Heavy smoke fills the Twin Cities due to northern wildfires

- You could see it. You could smell it. You could even taste it. Smoke, sometimes quite thick, entered the skies of the Twin Cities over the weekend. 

The thickest smoke emerged between Friday night and Saturday morning, and cast a brown haze over the metro area. Some residents called 911, suspecting a nearby fire. The culprit was a Minnesota wildfire, burning in the Paul Bunyan Forest south of Bemidji. The smoke triggered the Minnesota Pollution Control Agency to issue a “health alert” that remained in effect until Saturday evening.

More haze arrived on Sunday, but stayed higher in the atmosphere, reducing health risks. However, this time, wildfires in Canada were the source.

The last two years included some of the worst days of air quality in a decade. On July 6, 2015, Canadian wildfires caused similar air quality conditions.

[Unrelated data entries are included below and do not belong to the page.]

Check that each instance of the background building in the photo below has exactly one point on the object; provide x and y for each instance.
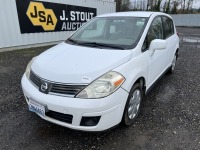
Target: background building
(30, 23)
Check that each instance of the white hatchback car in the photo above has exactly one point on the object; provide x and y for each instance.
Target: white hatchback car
(98, 77)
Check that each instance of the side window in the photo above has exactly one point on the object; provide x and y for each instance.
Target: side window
(155, 32)
(168, 27)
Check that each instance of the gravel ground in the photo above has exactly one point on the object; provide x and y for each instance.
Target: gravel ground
(169, 119)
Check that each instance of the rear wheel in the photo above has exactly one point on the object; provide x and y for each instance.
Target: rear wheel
(132, 107)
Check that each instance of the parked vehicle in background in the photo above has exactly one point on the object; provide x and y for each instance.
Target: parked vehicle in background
(99, 76)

“That’s two times in the last two years we’ve had some of the highest readings recorded by the [Minnesota Pollution Control Agency]. It’s concerning because the Canadian wildfire season is occurring, and is probably going to keep going for another month or two,” Daniel Dix, a meteorologist at the Minnesota Pollution Control Agency, told Fox 9.

Despite some downpours, the lack of steady, regular rain, led to the dry conditions, according to Ian Leonard, chief meteorologist for Fox 9. And the risk of more wildfires remains.

A fire in the Iron Range, called the Skibo Fire, has already charred 1,000 acres, and is only 12-percent contained. Currently, the smoke is staying north of the metro area.